Abstract
Abstract
Blast crisis chronic myeloid leukemia (BC-CML) is an aggressive, therapy-resistant phase with poor outcomes. We applied a pipeline combining whole-exome sequencing (WES), COSMIC mutational signatures, and machine learning (ML)-based clustering with drug repurposing to stratify patients and guide therapy. In 19 BC-CML, WES revealed higher mutational burden and distinct genomic features. ML identified three BC-CML subtypes, each associated with unique signatures and actionable pathways. Drug mapping prioritized FDA-approved agents for targeted therapy. This versatile model supports risk-based precision oncology in refractory and relapsed (R&R) cancers.
Introduction
BC-CML remains a biologically complex, clinically refractory disease stage despite tyrosine kinase inhibitors (TKIs), due to secondary oncogenic mutations and genomic instability [1]. Genomic profiling has revealed pan-cancer mutations converging on pathways in solid and high-grade hematologic tumors [2]. Combining WES with ML enables patient stratification and targeted therapy discovery [3]. We present an integrated WES–ML–COSMIC pipeline to identify BC-CML subgroups and therapies, with potential applicability to R&R malignancies.
Methods
We studied 157 CML patients (123 chronic-phase (CP),15 accelerated-phase (AP) and 19 BC-CML) after ethical approval [4]. Peripheral blood mononuclear cells were isolated, DNA extracted and sequenced on Illumina NovaSeq. Reads were aligned to GRCh38 using BWA-MEM [5], variants called with GATK and annotated with VEP and COSMIC [6]. ML clustering and PCA identified genomic subgroups [7], and mutational signatures were analyzed using SigProfilerExtractor [8]. Drug mapping used PanDrugs to prioritize FDA-approved agents [9].
Results
We identified over 2,500 somatic mutations, with BC-CML showing a 54% higher burden than earlier phases. Missense mutations predominated, with hotspots on chromosomes 1, 7, 17, and 19. ML stratification revealed three BC-CML clusters: Cluster 1 (BRCA2/TP53 mutations) characterized by homologous recombination deficiency; Cluster 2 (IDH1/2, TET2) driven by epigenetic dysregulation; and Cluster 3 (JAK2, CSF3R) linked to cytokine signaling and oxidative stress.

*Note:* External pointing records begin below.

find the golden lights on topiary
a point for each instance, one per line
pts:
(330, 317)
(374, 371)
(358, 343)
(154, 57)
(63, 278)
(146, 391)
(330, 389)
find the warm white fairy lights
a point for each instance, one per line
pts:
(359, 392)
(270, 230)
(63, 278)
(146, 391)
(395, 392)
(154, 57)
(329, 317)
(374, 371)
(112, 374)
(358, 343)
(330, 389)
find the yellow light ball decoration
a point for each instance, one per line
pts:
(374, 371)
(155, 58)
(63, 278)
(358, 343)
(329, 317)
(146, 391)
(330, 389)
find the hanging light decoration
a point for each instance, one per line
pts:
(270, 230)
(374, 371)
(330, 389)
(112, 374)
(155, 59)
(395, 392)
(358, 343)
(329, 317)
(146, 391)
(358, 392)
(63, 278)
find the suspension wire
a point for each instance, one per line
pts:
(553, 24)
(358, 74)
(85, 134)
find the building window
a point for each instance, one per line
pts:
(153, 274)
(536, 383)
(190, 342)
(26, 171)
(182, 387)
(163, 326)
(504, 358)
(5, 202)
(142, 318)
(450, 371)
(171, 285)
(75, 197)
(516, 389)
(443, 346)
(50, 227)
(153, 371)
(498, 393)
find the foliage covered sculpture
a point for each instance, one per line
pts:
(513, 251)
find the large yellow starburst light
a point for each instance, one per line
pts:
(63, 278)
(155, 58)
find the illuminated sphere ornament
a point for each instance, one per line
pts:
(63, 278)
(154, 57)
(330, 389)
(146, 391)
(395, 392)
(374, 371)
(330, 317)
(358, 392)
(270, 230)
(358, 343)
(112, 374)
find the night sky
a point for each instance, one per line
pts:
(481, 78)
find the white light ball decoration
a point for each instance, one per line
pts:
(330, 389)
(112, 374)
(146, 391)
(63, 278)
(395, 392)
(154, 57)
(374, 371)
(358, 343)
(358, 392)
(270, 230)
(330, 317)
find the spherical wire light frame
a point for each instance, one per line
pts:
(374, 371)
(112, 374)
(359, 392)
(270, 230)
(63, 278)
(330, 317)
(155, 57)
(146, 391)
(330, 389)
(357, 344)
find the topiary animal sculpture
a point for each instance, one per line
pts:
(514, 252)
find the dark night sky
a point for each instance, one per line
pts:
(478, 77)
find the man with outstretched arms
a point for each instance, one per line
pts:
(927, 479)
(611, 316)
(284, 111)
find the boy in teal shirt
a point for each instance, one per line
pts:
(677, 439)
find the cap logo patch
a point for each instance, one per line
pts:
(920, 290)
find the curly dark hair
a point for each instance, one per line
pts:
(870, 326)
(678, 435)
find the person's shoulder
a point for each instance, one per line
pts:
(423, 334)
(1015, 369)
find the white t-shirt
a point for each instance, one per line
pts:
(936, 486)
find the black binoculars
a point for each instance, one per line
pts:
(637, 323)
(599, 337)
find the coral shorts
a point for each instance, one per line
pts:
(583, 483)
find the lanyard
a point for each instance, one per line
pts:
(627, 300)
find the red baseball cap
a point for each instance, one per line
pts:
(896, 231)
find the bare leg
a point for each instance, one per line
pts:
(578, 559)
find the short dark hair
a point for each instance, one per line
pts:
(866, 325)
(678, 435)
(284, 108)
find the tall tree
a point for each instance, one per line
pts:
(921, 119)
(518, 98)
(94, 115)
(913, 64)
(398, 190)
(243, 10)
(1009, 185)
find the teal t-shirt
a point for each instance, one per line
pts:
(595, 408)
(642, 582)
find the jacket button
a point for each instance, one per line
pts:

COSMIC signatures further distinguished clusters: Cluster 1 was enriched for Signatures 3 and 5, Cluster 2 for Signatures 1 and 2, and Cluster 3 for Signatures 13 and 18. Drug mapping aligned therapies to these clusters: PARP inhibitors and MDM2 antagonists for Cluster 1, IDH inhibitors and hypomethylating agents for Cluster 2, and JAK inhibitors for Cluster 3. Statistical analysis confirmed significant inter-cluster differences in mutational load and signature scores. These findings demonstrate that BC-CML is genetically heterogeneous, with distinct, actionable pathways in each subgroup.
Discussion
Our integrated WES–ML–COSMIC framework reveals the genetic heterogeneity of BC-CML and provides a clinically actionable model for precision oncology [2]. The three subgroups reflect divergent pathogenic mechanisms—genomic instability, epigenetic dysregulation, and cytokine-driven stress—each targetable with existing therapies [2]. Incorporating COSMIC signatures with actionable mutations enables precise stratification, supporting rational use of PARP inhibitors in BRCA/TP53-deficient cases, IDH inhibitors in epigenetically altered subtypes, and JAK inhibitors in cytokine-driven subtypes [3]. This stratification aligns with emerging regulatory priorities for biomarker-guided therapy in rare malignancies [9]. By mapping mutations to FDA-approved agents, this pipeline supports clinical translation of repurposed therapies for refractory BC-CML [4]. While limited by BC-CML sample size and requiring external validation, these findings illustrate the feasibility of genomic stratification and drug repurposing as a versatile, risk-based precision oncology framework applicable to other refractory and relapsed cancers [9].